Os efeitos foram consideráveis, afetando diferentes ocupações, grupos étnicos, pessoas de áreas ricas e pobres e pessoas com doenças crônicas e deficiências.

“É bem sabido que ficar ao ar livre na natureza pode ser bom para a saúde e o bem-estar das pessoas, mas até agora não fomos capazes de dizer quanto é o suficiente”, disse White.

“Duas horas por semana são esperançosamente uma meta realista para muitas pessoas, especialmente considerando que pode ser distribuída por uma semana inteira para obter o benefício.”

O estudo de White e seus colegas é um dos mais recentes em uma área de pesquisa em rápida expansão que descobre que a natureza tem efeitos poderosos na saúde das pessoas – física, mental e emocionalmente.

“Quando eu escrevi Last Child in the Woods em 2005, este não era um assunto quente”, disse Richard Louv, jornalista em San Diego cujo livro é amplamente creditado por desencadear esse movimento e que cunhou o termo Transtorno de Déficit de Natureza.
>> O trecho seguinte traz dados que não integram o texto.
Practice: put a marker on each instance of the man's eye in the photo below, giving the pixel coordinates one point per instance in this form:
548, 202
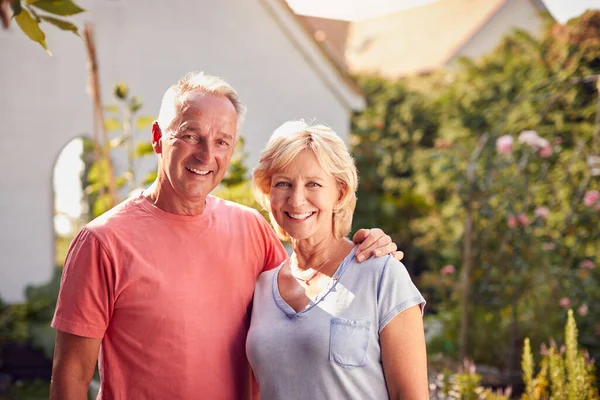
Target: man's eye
189, 139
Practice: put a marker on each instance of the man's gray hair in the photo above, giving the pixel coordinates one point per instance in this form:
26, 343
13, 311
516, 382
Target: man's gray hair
201, 83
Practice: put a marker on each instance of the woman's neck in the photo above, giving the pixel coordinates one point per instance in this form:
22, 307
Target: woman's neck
313, 254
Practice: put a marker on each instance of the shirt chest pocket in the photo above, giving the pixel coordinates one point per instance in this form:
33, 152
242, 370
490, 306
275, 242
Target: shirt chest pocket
348, 342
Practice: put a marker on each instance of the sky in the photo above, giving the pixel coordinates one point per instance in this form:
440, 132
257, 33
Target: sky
562, 10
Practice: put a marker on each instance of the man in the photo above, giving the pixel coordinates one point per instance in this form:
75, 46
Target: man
158, 289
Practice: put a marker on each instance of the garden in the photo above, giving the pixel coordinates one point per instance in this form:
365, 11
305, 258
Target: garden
487, 176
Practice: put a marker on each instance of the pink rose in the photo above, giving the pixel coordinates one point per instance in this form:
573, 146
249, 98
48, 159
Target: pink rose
523, 219
545, 148
529, 138
504, 144
448, 270
542, 212
591, 197
588, 264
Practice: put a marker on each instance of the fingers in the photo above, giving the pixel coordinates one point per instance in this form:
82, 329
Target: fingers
361, 235
376, 244
399, 255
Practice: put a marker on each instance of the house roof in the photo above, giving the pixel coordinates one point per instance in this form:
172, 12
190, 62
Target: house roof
330, 69
417, 40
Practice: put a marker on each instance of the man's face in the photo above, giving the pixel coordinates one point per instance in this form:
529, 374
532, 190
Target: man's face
196, 149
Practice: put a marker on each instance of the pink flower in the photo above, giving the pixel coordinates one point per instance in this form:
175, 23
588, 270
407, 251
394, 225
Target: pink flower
565, 302
545, 148
588, 264
529, 138
591, 197
523, 219
448, 270
504, 144
542, 212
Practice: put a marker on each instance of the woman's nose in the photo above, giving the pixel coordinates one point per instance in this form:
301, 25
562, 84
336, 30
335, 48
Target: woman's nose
297, 197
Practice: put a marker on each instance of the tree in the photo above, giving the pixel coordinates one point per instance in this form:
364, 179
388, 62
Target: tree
28, 15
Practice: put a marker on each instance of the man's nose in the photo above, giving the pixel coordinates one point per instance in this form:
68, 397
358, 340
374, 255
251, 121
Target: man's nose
204, 152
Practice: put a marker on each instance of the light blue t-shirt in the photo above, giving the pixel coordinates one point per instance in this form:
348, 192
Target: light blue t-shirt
330, 349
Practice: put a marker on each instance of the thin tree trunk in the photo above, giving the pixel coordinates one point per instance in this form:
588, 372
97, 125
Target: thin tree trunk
101, 146
465, 280
467, 264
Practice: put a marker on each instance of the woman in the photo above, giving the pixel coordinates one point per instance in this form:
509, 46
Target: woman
324, 327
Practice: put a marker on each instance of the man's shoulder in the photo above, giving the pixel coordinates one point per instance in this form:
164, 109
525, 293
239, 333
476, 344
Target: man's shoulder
233, 208
120, 215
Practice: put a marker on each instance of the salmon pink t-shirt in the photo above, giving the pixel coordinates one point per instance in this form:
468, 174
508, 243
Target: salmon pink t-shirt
169, 295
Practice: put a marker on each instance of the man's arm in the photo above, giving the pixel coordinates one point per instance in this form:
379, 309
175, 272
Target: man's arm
374, 242
73, 366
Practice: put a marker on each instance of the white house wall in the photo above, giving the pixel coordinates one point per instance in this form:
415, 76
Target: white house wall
149, 45
516, 14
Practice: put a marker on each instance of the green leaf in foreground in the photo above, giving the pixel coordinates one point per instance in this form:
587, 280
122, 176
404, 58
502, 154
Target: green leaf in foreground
16, 7
31, 28
61, 23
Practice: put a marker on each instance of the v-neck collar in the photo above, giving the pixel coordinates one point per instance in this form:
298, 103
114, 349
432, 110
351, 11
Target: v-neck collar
288, 310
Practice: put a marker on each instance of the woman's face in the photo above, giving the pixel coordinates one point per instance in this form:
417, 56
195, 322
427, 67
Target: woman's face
303, 196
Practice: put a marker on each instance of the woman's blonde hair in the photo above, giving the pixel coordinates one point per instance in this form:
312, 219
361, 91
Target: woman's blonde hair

“Esse assunto foi praticamente ignorado pelo mundo acadêmico. Pude encontrar 60 bons estudos. Agora está prestes a passar de mil estudos, e eles apontam em uma direção: a natureza não é apenas agradável, mas é algo necessário para a saúde física e funcionamento cognitivo”.
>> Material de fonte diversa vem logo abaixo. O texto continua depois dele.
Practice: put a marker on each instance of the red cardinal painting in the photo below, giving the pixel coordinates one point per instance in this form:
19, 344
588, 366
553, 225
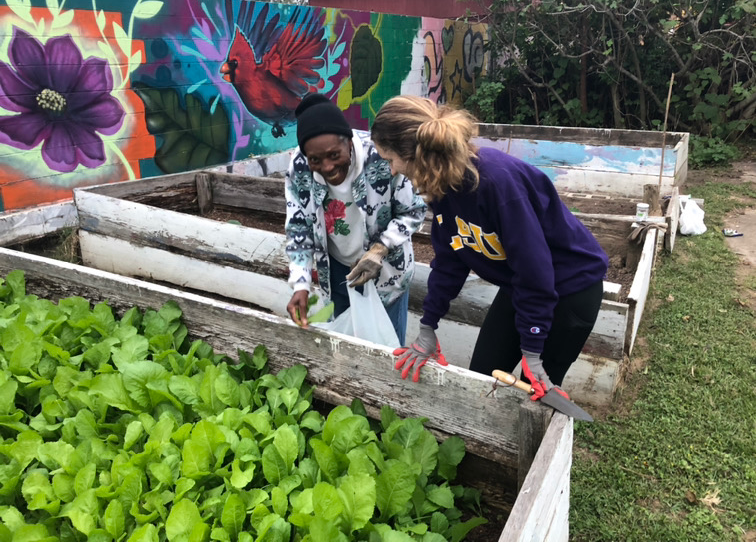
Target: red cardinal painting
272, 65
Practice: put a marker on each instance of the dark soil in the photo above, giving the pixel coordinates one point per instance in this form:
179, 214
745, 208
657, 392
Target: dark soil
274, 222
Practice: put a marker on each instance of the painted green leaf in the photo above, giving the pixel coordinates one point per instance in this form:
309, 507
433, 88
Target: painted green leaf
367, 56
193, 136
326, 501
394, 488
358, 494
182, 519
114, 519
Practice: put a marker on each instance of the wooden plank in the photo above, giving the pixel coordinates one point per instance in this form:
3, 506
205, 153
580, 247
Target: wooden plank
177, 191
546, 484
586, 136
20, 226
533, 425
204, 193
341, 367
673, 218
636, 298
229, 246
247, 192
223, 243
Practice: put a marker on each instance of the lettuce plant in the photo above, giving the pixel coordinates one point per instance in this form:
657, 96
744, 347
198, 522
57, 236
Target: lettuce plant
124, 429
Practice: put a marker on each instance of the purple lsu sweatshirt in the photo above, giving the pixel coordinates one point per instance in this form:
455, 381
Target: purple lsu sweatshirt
513, 231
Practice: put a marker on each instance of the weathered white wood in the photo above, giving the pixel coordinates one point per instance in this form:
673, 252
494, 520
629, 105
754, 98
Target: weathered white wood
636, 298
136, 260
533, 425
345, 366
225, 243
34, 223
342, 368
594, 160
204, 192
259, 166
547, 483
673, 218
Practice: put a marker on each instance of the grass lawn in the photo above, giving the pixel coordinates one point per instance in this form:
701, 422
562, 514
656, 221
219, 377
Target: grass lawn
674, 459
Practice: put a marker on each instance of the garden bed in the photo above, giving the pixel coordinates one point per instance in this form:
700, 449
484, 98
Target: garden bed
518, 452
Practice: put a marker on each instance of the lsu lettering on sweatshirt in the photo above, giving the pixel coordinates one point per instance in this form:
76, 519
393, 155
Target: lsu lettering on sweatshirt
513, 231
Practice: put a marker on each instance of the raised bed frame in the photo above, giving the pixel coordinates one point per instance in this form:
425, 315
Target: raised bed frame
505, 433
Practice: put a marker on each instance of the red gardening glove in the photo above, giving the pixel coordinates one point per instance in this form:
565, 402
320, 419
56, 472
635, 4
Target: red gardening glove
425, 348
532, 368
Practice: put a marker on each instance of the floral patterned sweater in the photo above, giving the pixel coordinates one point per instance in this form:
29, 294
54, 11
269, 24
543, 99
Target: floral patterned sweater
391, 208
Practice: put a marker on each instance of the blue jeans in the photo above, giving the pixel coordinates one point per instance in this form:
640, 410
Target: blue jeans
397, 311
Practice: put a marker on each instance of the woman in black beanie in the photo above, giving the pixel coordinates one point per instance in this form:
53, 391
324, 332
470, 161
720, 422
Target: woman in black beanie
348, 219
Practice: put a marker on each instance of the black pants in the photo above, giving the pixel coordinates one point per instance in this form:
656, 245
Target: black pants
498, 345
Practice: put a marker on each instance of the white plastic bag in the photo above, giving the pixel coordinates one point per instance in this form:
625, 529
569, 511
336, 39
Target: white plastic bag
366, 318
691, 218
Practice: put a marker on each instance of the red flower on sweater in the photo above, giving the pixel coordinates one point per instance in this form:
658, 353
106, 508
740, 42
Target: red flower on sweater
335, 210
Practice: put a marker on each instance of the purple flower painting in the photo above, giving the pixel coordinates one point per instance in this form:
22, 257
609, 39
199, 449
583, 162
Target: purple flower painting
63, 101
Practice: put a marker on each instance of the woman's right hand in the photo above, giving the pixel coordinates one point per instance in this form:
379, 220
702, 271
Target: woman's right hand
297, 307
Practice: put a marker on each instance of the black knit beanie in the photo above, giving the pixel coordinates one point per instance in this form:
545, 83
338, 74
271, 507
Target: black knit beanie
317, 115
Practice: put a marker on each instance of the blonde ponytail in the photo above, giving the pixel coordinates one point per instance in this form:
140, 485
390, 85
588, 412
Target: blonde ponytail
434, 141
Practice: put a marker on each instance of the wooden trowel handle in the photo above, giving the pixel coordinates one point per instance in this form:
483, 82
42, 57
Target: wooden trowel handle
511, 380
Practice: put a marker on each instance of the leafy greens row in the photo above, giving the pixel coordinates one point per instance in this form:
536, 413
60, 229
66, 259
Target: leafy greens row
117, 429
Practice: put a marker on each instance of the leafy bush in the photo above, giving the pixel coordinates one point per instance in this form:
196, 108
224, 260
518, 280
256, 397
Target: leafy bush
123, 429
710, 151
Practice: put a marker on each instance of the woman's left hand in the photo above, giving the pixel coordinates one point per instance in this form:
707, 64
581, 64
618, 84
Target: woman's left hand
369, 266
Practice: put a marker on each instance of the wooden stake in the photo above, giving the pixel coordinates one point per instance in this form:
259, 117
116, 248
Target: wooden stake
664, 132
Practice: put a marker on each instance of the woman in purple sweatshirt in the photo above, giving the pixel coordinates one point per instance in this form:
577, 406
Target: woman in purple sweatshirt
501, 218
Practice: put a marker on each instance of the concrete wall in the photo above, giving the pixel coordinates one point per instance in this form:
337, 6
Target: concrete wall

Esses estudos demonstraram que o tempo na natureza – desde que as pessoas se sintam seguras – é um antídoto para o estresse: pode reduzir a pressão arterial e os níveis de hormônio do estresse, reduzir a excitação do sistema nervoso, melhorar a função do sistema imunológico, aumentar a autoestima, reduzir a ansiedade, e melhorar o humor.

O Transtorno de Déficit de Atenção e a agressividade diminuem em ambientes naturais, o que também ajuda a acelerar a taxa de cura. Em um estudo recente, pesquisadores de unidades psiquiátricas descobriram que estar na natureza reduz os sentimentos de isolamento, promove a calma e melhora o humor dos pacientes.

O número de “escolas florestais” – que há muito são uma tradição na Escandinávia e onde grande parte do aprendizado ocorre em ambientes naturais ao ar livre – cresceu rapidamente nos Estados Unidos, um aumento de 500% desde 2012, de acordo com Louv.

Oregon recentemente aprovou uma medida eleitoral para arrecadar dinheiro para escolas ao ar livre, e o estado de Washington acabou de se tornar o primeiro estado a licenciar pré-escolas ao ar livre, onde grande parte das brincadeiras e do aprendizado ocorre fora.

A organização Children & Nature Network, fundada por Louv e outros, defende mais tempo na natureza para as crianças, acompanha a pesquisa e possui uma longa lista de resumos que resumem estudos sobre o assunto em seu site.

Compreender os efeitos terapêuticos da natureza pode chegar em um momento propício. Alguns estudos descobriram que a ansiedade em relação às mudanças climáticas é um fenômeno crescente. Ironicamente, um dos melhores antídotos para isso pode ser uma boa dose de espaços verdes.